‘The right to education should not be determined by economic background’: SNP backs abolition of graduation fees

SNP members have called for an end to all graduation fees at Scottish universities and colleges

  • Motion supporting abolition of graduation fees and the provision of financial support for graduating students passed by acclaim at SNP’s Aberdeen conference
  • Motion follows series of successful student-led campaigns that have seen graduation fees scrapped at Glasgow, Strathclyde, Aberdeen, Robert Gordon, Edinburgh Napier and Stirling
  • NUS Scotland research has shown Scottish students can pay as much as £225 in order to graduate
  • NUS Students deputy leader Abby Hastings: “Graduation should not come with a price tag”

THE SNP has voted in favour on a motion at their party conference in Aberdeen today [15 October] calling on Scotland’s higher and further education institutions to abolish all compulsory fees for graduating students.

The motion, proposed by SNP Students, welcomes the recent decision by the University of Glasgow and several other Scottish institutions to scrap fees previously charged to all graduates, and calls upon all of Scotland’s colleges and universities to follow suit and ensure that “financial support is available to students to ensure that all can achieve graduation regardless of personal financial situations.”

According to the National Union of Students (NUS) Scotland, many Scottish students are paying up to £225 to take part in their graduation ceremonies, while others are charged simply for graduating.

In late 2018, NUS Scotland published data obtained via Freedom of Information requests which showed that specific graduation fees are charged by 70 per cent of Scottish universities and 16 per cent of colleges.

“The fact that some students are paying up to £225 to simply attend their graduation is a slap in the face.” SNP Students deputy leader Abby Hastings

Additionally, many universities and colleges require all library fines are paid in full before graduation can take place, as well as requiring that students purchase or rent the robes required for the ceremony, with some institutions taking commissions on these hires. Even prior to these and other expenses, some students are required to spend £70 just to get a seat in the hall for graduation.

Since these revelations, a series of successful student-led campaigns have seen graduation fees scrapped at Glasgow, Strathclyde, Aberdeen, Robert Gordon, Edinburgh Napier and Stirling universities.

Addressing SNP delegates today, SNP Students deputy leader Abby Hastings said: “The fight for truly free higher education is not yet won, and while graduation fees exist, the cost to graduate is too much for some students with disadvantaged economic backgrounds, and they are being further exploited by universities.

“For students, graduation is often the highlight of the academic year, if not their academic life. The fact that some students are paying up to £225 to simply attend their graduation is a slap in the face. £225 is over one month of the Students Awards Agency for Scotland’s highest bracket.

READ MORE: Liam McCabe: Graduation fees are a stealth tax on students - time to scrap them

“Graduation should not be a privilege.
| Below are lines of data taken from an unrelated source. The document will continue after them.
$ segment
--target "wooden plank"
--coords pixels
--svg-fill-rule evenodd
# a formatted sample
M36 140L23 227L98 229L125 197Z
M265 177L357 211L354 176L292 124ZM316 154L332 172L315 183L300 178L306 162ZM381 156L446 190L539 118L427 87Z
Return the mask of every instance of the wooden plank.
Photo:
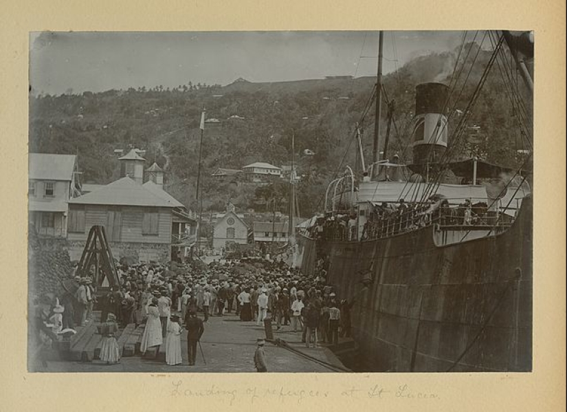
M122 353L124 351L124 345L126 343L126 341L128 340L128 338L134 332L136 325L134 323L129 323L126 327L122 331L120 337L118 338L118 350L120 353L120 356L122 356Z
M69 351L69 356L71 359L76 360L81 360L83 359L83 351L85 348L89 345L89 343L92 340L93 336L97 334L96 326L91 323L89 326L85 327L86 331L71 347ZM100 337L100 335L98 335Z
M89 341L89 343L87 343L83 348L82 354L81 354L81 359L91 362L94 359L95 348L96 348L98 345L102 345L102 336L98 332L94 334L93 337Z
M142 338L142 333L143 329L140 327L136 328L132 332L128 337L126 343L124 343L122 356L133 356L136 354L136 345Z

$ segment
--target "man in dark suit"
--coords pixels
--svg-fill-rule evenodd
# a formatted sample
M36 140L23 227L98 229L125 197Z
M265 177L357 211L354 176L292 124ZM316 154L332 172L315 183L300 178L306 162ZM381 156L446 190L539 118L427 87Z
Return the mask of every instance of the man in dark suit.
M197 345L205 332L203 321L197 317L197 312L193 309L187 311L185 328L187 329L187 357L189 359L189 365L192 366L195 364L197 358Z

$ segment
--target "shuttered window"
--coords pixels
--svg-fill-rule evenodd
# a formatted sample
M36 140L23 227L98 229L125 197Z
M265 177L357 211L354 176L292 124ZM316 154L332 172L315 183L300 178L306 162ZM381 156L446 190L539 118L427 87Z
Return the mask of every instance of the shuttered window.
M55 193L55 182L45 182L45 197L52 197Z
M226 228L227 239L234 239L234 228Z
M142 235L159 235L159 213L157 209L148 209L142 219Z
M55 227L55 214L48 212L41 213L41 227L54 228Z
M67 231L85 233L85 206L74 206L69 210Z

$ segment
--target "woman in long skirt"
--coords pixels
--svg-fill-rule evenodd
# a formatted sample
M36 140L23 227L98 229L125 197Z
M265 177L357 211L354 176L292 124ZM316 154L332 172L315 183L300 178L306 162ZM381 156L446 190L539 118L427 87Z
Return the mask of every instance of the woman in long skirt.
M179 316L173 315L167 327L166 340L166 362L168 365L181 365L181 327Z
M154 298L152 303L148 306L148 321L146 323L146 327L144 329L144 334L142 335L142 345L140 346L142 354L144 354L148 347L159 347L163 343L162 321L159 320L157 299ZM159 351L158 347L155 354L156 357L157 357Z
M238 301L241 304L241 321L248 322L252 320L252 307L250 306L250 294L245 289L238 295Z
M102 345L100 347L100 360L109 363L118 363L120 360L120 350L115 334L118 332L116 316L109 313L107 321L102 324L100 332L102 334Z

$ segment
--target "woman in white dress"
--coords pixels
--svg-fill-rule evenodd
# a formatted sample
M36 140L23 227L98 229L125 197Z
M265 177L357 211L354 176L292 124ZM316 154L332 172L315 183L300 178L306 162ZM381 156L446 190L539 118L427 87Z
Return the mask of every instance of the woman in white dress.
M167 327L166 340L166 362L168 365L181 365L181 327L179 316L172 315Z
M159 352L159 347L164 343L162 336L162 321L159 320L159 310L157 309L157 299L154 298L152 303L148 306L148 321L146 323L146 327L144 329L144 334L142 336L142 345L140 351L142 355L146 353L148 347L157 346L157 351L155 353L156 357Z
M100 347L100 360L107 364L118 363L120 360L120 349L116 340L118 325L116 316L109 313L107 321L102 324L100 333L102 335L102 345Z

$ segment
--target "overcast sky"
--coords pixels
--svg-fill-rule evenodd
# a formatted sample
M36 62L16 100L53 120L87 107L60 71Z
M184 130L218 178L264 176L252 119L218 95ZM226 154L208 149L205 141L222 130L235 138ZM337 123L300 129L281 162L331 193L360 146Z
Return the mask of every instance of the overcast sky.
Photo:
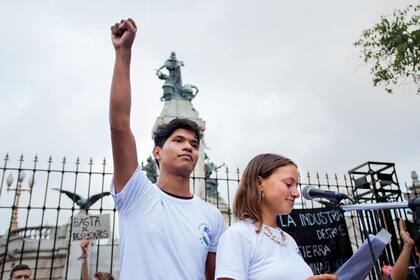
M163 103L155 76L173 50L206 121L208 154L243 169L262 152L301 172L395 162L420 171L420 96L386 94L352 43L414 1L8 1L0 10L0 156L111 160L109 27L132 17L132 124L139 158ZM30 161L29 161L30 163ZM28 163L28 164L29 164Z

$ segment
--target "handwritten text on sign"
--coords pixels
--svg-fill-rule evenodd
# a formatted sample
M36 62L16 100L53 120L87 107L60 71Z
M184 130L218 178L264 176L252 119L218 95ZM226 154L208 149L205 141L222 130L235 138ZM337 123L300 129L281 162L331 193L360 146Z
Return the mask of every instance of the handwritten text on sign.
M337 209L293 209L277 224L296 240L315 274L335 272L352 255L344 215Z
M110 235L110 215L83 215L79 214L72 220L72 240L82 240L85 237L92 239L106 239Z

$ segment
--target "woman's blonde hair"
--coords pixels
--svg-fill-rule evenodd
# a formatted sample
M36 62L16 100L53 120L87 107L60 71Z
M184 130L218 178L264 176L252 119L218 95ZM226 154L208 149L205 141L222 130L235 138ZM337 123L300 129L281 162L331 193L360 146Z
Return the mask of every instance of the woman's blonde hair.
M266 179L274 171L286 165L297 165L290 159L276 154L260 154L248 163L239 182L233 201L233 214L243 220L249 218L256 223L256 231L260 232L262 226L262 194L258 190L259 177Z

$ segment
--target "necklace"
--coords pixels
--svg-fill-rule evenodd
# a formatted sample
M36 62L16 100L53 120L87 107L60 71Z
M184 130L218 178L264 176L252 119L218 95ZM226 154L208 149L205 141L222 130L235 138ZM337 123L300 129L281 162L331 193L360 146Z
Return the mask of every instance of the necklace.
M270 238L271 240L273 240L274 242L276 242L277 244L281 245L281 246L286 246L287 245L287 236L286 234L280 229L278 228L281 232L281 239L274 234L271 229L263 224L263 233Z

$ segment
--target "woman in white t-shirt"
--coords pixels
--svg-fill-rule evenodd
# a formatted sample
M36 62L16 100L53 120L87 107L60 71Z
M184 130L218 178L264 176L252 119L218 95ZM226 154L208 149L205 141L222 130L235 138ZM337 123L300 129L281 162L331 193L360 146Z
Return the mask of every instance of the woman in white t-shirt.
M234 201L239 222L219 239L216 279L337 279L314 276L295 240L276 225L277 215L292 211L297 184L297 166L290 159L261 154L248 163Z

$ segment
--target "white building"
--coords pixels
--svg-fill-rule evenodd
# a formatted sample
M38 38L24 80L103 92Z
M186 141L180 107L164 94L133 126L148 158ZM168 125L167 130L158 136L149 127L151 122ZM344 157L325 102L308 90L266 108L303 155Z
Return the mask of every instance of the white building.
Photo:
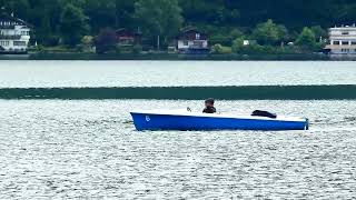
M356 54L356 26L329 29L329 44L325 47L330 54Z
M26 53L30 26L21 19L0 14L0 53Z
M186 29L177 37L177 49L181 53L208 53L208 36L195 29Z

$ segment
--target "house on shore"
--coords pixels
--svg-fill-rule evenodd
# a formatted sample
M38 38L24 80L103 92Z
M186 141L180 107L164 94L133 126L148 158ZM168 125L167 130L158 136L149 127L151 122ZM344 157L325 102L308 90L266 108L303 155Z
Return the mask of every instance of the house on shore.
M210 51L208 36L192 28L179 33L176 46L179 53L205 54Z
M141 44L142 33L138 31L131 31L129 29L118 29L116 30L116 37L118 46L131 47L135 44Z
M343 26L329 29L329 43L325 51L330 56L356 57L356 26Z
M27 53L30 24L13 14L0 14L0 53Z

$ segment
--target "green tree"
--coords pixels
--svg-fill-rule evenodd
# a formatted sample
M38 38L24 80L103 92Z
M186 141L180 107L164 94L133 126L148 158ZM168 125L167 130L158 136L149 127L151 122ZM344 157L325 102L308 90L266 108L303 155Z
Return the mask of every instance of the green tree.
M239 37L233 41L233 52L240 53L244 49L244 37Z
M113 0L87 0L85 12L90 16L89 23L93 32L102 28L116 27L116 2Z
M63 43L76 46L89 31L87 17L82 10L71 3L67 4L60 17L60 31Z
M315 33L312 31L312 29L305 27L295 43L303 48L313 49L316 47Z
M178 33L184 21L177 0L139 0L135 8L135 16L144 26L145 33L157 37L158 49L160 37L167 43Z
M265 23L257 24L253 36L258 43L273 46L281 41L286 33L287 31L285 27L278 26L274 23L271 19L269 19Z
M99 54L115 51L117 46L116 32L112 29L101 30L95 39L95 44Z

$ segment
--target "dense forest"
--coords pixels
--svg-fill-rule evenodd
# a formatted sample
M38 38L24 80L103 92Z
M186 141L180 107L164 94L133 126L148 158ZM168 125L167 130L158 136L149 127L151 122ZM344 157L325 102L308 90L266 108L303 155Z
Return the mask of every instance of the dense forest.
M239 51L244 39L315 47L328 27L356 21L355 0L0 0L0 6L31 23L43 46L73 47L108 28L140 29L147 44L161 36L168 46L189 26L219 43L217 51L225 46Z

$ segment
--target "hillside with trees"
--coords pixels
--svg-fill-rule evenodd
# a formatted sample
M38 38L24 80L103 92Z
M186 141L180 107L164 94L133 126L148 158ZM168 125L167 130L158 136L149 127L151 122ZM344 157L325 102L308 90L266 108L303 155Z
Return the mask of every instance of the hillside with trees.
M33 24L44 47L90 43L103 31L139 29L147 47L162 47L184 27L209 36L212 51L316 51L327 28L356 21L354 0L0 0L2 11ZM322 40L320 40L322 39ZM244 47L244 40L255 41Z

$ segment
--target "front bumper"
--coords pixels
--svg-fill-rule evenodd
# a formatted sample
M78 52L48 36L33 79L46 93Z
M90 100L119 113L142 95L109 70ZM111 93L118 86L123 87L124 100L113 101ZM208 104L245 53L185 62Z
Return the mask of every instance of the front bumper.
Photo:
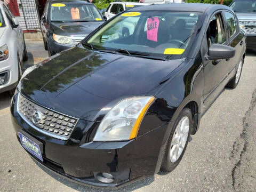
M256 51L256 34L247 34L246 49Z
M0 85L0 93L11 90L17 85L19 76L17 58L9 57L0 61L0 74L5 71L9 73L8 80L6 83Z
M75 131L84 130L83 126L89 124L80 119L69 139L63 141L44 135L30 126L19 116L17 103L12 103L11 110L17 135L22 130L43 143L43 162L38 162L75 181L96 186L117 187L141 177L154 175L159 170L159 161L162 161L159 152L167 125L128 141L86 142L76 139L77 132ZM92 127L98 123L93 123L89 126ZM90 129L87 128L85 130ZM115 176L114 181L101 182L97 177L100 173L111 174Z

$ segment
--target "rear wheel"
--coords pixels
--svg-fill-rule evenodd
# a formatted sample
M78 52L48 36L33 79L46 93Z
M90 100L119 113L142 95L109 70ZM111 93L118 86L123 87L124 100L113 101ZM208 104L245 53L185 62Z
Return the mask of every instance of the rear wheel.
M44 49L45 50L45 51L47 51L47 50L48 50L48 47L47 46L46 41L44 39L44 35L43 35L43 33L42 34L42 35L43 35L43 41L44 42Z
M238 84L239 81L240 80L240 77L241 76L242 69L243 68L243 65L244 64L244 59L242 58L238 64L238 67L236 70L236 74L227 84L227 87L231 89L235 89Z
M184 108L175 121L164 153L161 170L170 172L180 163L188 145L192 128L192 114Z

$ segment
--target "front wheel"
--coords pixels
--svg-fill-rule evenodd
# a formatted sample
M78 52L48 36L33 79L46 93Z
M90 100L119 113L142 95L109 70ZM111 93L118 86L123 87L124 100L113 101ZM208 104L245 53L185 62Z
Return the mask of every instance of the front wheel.
M170 172L181 161L188 145L192 127L192 114L184 108L175 121L164 151L161 170Z
M240 77L241 76L242 69L244 65L244 59L242 58L238 64L238 67L236 70L236 74L231 79L230 81L227 84L227 87L235 89L238 84Z

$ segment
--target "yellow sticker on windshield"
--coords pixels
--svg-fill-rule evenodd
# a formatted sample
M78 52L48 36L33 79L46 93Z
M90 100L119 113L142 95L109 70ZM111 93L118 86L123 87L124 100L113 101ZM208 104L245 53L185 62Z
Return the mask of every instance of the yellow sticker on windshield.
M164 54L181 54L185 51L183 49L168 48L165 49Z
M121 15L123 17L134 17L140 15L141 13L140 12L128 12L123 13Z
M57 7L61 7L61 6L65 6L66 5L63 4L63 3L54 3L52 4L52 6L57 6Z

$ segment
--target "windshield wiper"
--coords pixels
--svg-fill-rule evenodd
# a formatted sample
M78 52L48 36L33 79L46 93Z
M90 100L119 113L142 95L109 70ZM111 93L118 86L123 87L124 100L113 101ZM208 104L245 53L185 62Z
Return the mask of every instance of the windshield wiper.
M119 53L127 53L130 56L131 55L142 55L142 56L149 56L149 54L141 53L140 52L128 51L123 49L119 49L118 51Z
M51 22L65 22L65 21L57 21L57 20L53 20L53 21L51 21Z
M158 60L161 61L169 61L168 59L163 57L158 57L158 56L149 56L149 55L134 55L133 57L140 57L142 58L146 58L149 59L154 59L154 60Z
M90 47L91 47L92 49L92 50L97 50L98 49L97 48L95 48L94 47L93 47L93 45L92 45L92 44L91 43L83 43L83 45L86 45L87 46L89 46Z

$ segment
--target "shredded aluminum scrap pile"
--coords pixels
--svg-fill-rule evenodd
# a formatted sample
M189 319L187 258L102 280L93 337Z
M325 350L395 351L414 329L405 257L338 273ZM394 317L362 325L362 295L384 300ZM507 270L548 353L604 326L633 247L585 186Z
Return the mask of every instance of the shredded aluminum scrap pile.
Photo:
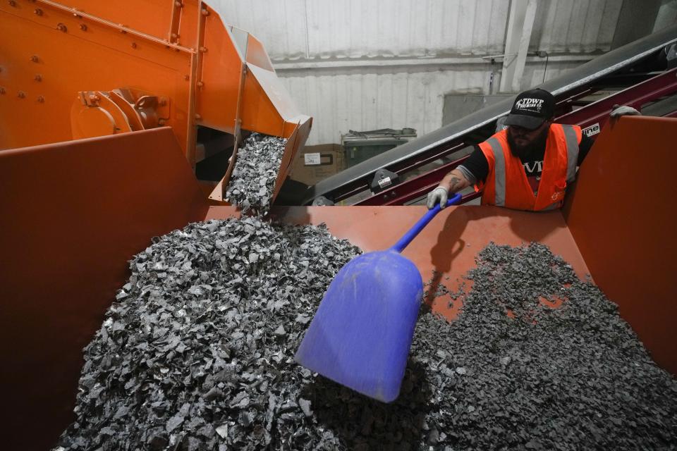
M453 323L422 311L385 404L295 364L359 250L326 229L190 224L130 262L59 450L672 449L677 384L547 247L490 245ZM566 298L557 309L539 296ZM506 309L515 318L506 316Z
M226 190L226 199L243 213L268 214L286 143L284 138L260 133L243 142Z

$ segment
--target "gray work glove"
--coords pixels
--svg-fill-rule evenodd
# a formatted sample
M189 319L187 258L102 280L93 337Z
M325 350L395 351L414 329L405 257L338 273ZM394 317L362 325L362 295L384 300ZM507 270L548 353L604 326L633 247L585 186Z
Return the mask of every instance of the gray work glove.
M426 205L429 210L435 208L435 205L439 204L439 208L444 209L446 206L446 199L449 197L449 190L446 188L439 186L428 193L428 200Z
M642 113L632 106L628 106L627 105L621 106L614 105L614 109L611 110L611 113L609 116L614 119L618 119L621 116L642 116Z

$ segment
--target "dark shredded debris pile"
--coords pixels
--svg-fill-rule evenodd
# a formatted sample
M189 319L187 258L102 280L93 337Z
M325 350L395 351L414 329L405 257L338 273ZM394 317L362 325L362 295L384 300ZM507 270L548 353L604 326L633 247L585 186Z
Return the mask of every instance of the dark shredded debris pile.
M324 228L255 218L154 239L85 348L77 421L57 449L674 448L675 380L540 245L484 249L457 321L422 309L391 404L295 364L324 290L358 253Z
M243 213L267 214L286 143L284 138L260 133L243 142L226 190L226 199Z

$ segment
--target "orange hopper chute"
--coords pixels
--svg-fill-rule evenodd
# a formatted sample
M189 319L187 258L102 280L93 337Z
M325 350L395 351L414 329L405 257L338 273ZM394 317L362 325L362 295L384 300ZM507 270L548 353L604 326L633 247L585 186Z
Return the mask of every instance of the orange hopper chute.
M0 149L171 128L195 166L198 126L288 138L274 194L310 132L255 37L197 0L0 5Z

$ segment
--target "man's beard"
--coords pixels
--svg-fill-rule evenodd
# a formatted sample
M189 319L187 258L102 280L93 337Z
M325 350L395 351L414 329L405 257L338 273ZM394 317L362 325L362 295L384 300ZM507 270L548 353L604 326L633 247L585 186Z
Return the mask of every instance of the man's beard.
M538 154L545 152L545 143L548 140L548 132L549 127L546 127L541 131L533 141L525 146L518 146L513 137L513 134L508 132L508 144L510 144L510 150L513 154L519 158L526 158L530 155Z

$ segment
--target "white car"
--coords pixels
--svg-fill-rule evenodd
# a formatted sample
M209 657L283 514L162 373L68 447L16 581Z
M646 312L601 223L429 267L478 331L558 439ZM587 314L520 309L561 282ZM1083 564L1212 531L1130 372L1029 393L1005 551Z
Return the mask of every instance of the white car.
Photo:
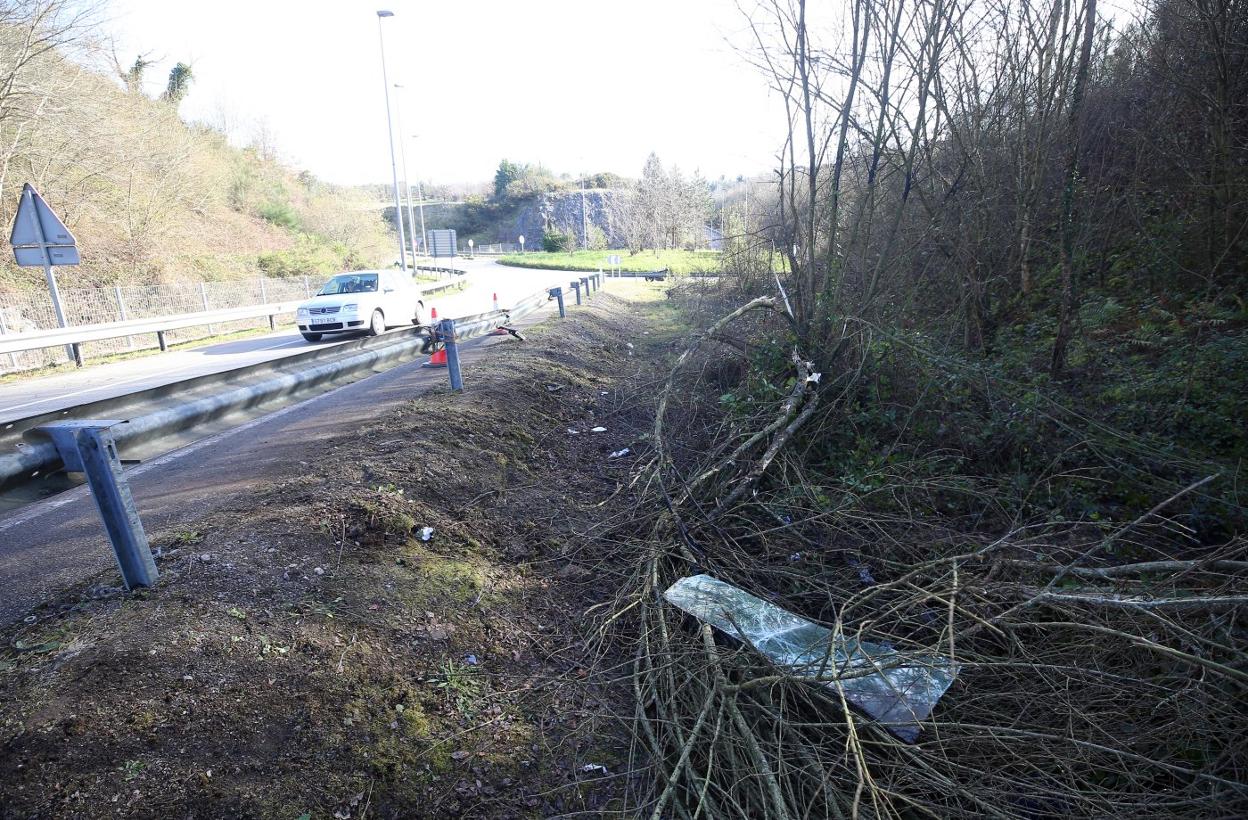
M310 342L326 333L366 331L369 336L387 327L423 325L424 302L412 277L402 271L356 271L338 273L316 296L300 305L295 321Z

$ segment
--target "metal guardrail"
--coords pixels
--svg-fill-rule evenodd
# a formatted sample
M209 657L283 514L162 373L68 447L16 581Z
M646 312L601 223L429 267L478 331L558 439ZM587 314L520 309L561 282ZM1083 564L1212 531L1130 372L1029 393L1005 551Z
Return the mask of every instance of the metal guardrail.
M9 333L7 336L0 336L0 353L20 353L21 351L99 342L101 339L137 336L140 333L156 333L160 337L161 349L166 349L167 346L165 344L163 334L168 331L195 327L197 325L217 325L236 320L258 318L261 316L270 317L270 325L272 325L275 316L291 313L298 305L300 302L273 302L270 305L228 307L220 311L200 311L198 313L178 313L155 318L126 320L124 322L104 322L100 325L79 325L76 327L56 327L46 331Z
M457 268L426 268L419 270L447 273L454 278L441 285L421 287L421 293L436 293L438 291L461 287L468 282L467 271ZM86 342L100 342L124 336L139 336L142 333L156 333L160 341L160 349L167 349L165 333L181 329L183 327L196 327L201 325L218 325L238 320L268 317L270 327L276 329L275 317L281 313L293 313L300 306L300 301L271 302L268 305L248 305L246 307L230 307L217 311L200 311L196 313L177 313L173 316L157 316L152 318L125 320L121 322L101 322L99 325L77 325L72 327L56 327L41 331L25 331L21 333L7 333L0 336L0 354L21 353L24 351L36 351L45 347L77 346ZM81 364L81 352L75 354Z
M547 288L517 300L507 311L488 311L457 320L457 336L467 339L498 326L504 316L518 318L547 302ZM158 439L197 423L218 418L240 407L255 407L281 396L305 393L352 373L409 357L423 346L417 328L366 337L346 346L316 347L305 353L248 364L233 371L196 376L126 396L100 399L76 407L12 419L0 431L0 487L21 483L41 472L56 469L61 461L55 444L31 438L34 428L55 421L81 417L124 417L114 428L117 444ZM213 384L220 391L208 391ZM198 389L196 389L198 388ZM196 392L192 392L196 391ZM165 399L173 399L167 402ZM151 403L145 406L145 403ZM142 407L139 414L131 413ZM12 447L10 451L9 447Z

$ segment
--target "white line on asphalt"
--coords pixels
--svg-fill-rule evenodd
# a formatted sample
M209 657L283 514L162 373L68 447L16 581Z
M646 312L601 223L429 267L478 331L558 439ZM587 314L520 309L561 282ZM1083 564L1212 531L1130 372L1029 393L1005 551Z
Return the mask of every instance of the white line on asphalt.
M300 409L305 404L311 404L312 402L316 402L316 401L319 401L319 399L323 399L323 398L328 398L329 396L333 396L334 393L344 391L348 387L354 387L359 382L351 382L349 384L343 384L342 387L336 387L332 391L328 391L326 393L319 393L319 394L313 396L311 398L306 398L302 402L297 402L297 403L291 404L288 407L283 407L280 411L273 411L272 413L267 413L265 416L260 416L257 418L251 419L250 422L243 422L238 427L231 427L227 431L221 431L220 433L215 433L212 436L208 436L207 438L201 438L197 442L192 442L192 443L187 444L186 447L181 447L178 449L170 451L170 452L165 453L163 456L157 456L156 458L151 459L150 462L144 462L142 464L136 464L135 467L131 467L130 469L127 469L126 471L126 478L132 478L135 476L142 476L144 473L146 473L150 469L155 469L157 467L161 467L162 464L170 464L170 463L176 462L176 461L178 461L181 458L186 458L187 456L191 456L193 453L200 452L205 447L211 447L213 444L223 442L225 439L230 438L231 436L237 436L238 433L245 433L245 432L252 429L253 427L260 427L261 424L268 423L268 422L271 422L273 419L282 418L283 416L287 416L288 413L293 413L295 411ZM74 489L65 491L64 493L60 493L60 494L57 494L57 495L55 495L52 498L49 498L47 500L37 502L35 504L31 504L30 507L22 509L22 512L17 513L16 515L12 515L10 518L0 519L0 533L2 533L6 529L12 529L14 527L17 527L19 524L25 524L26 522L29 522L29 520L31 520L34 518L37 518L40 515L44 515L46 513L50 513L54 509L64 507L65 504L71 504L71 503L81 499L81 498L89 498L90 494L91 494L90 488L86 484L82 484L80 487L75 487Z

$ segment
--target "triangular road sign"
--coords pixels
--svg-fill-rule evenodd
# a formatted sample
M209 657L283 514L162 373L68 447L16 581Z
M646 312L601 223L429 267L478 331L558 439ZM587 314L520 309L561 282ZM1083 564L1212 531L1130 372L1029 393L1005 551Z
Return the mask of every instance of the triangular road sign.
M26 196L27 191L30 191L30 196ZM35 208L35 215L39 217L39 227L44 230L44 236L36 233L34 220L30 218L30 208ZM12 235L9 237L9 243L39 245L40 242L47 242L49 245L77 245L74 241L74 235L61 222L61 217L52 213L52 208L47 207L44 197L39 196L39 191L27 182L21 188L21 205L17 206L17 216L12 221Z
M60 217L52 213L44 197L30 182L21 188L21 203L12 221L9 243L14 246L17 265L42 265L40 245L49 246L52 265L77 265L77 242ZM24 252L25 251L25 252Z

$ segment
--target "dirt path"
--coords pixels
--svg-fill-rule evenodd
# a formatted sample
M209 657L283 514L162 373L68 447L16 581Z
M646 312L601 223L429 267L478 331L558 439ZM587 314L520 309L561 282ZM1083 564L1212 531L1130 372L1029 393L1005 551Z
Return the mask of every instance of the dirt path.
M0 816L626 811L582 618L679 332L626 287L186 520L157 589L5 630Z

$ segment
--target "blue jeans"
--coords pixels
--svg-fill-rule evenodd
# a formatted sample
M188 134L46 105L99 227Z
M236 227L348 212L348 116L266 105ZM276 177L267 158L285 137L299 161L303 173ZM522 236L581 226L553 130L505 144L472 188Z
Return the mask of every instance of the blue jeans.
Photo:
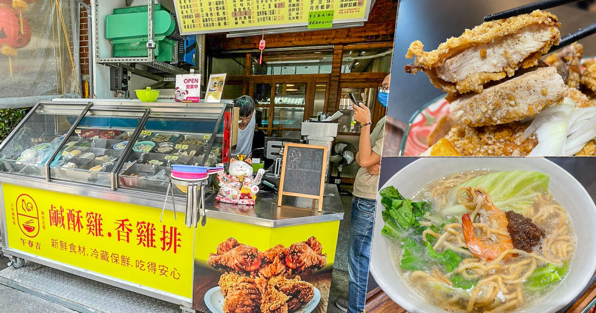
M352 228L348 252L348 313L362 313L366 304L376 206L376 200L354 197L352 200Z

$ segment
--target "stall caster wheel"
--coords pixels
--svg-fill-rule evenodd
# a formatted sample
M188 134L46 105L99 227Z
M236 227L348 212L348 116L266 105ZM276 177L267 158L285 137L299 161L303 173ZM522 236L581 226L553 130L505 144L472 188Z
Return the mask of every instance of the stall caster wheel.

Graduation should not come with a price tag.”

Responding to the motion, SNP MSP Rona Mackay said: “The SNP is, and will always remain, the party of free education.

“A student’s graduation is one of the most important days of their life as they rightly celebrate years of hard work – this shouldn’t come at a cost.

“Students in Scotland should never be constrained by personal finances - it’s time for all of our universities and colleges to get rid of these fees once and for all.”

Also commenting, NUS Scotland President Liam McCabe said: “We’re delighted that SNP members are calling time on graduation fees, recognising the unfair costs of graduation for Scotland’s students.

“Working in partnership with NUS Scotland, student associations and the institutions, we can ensure that graduation is the big pay-off for students, not the great pay out.”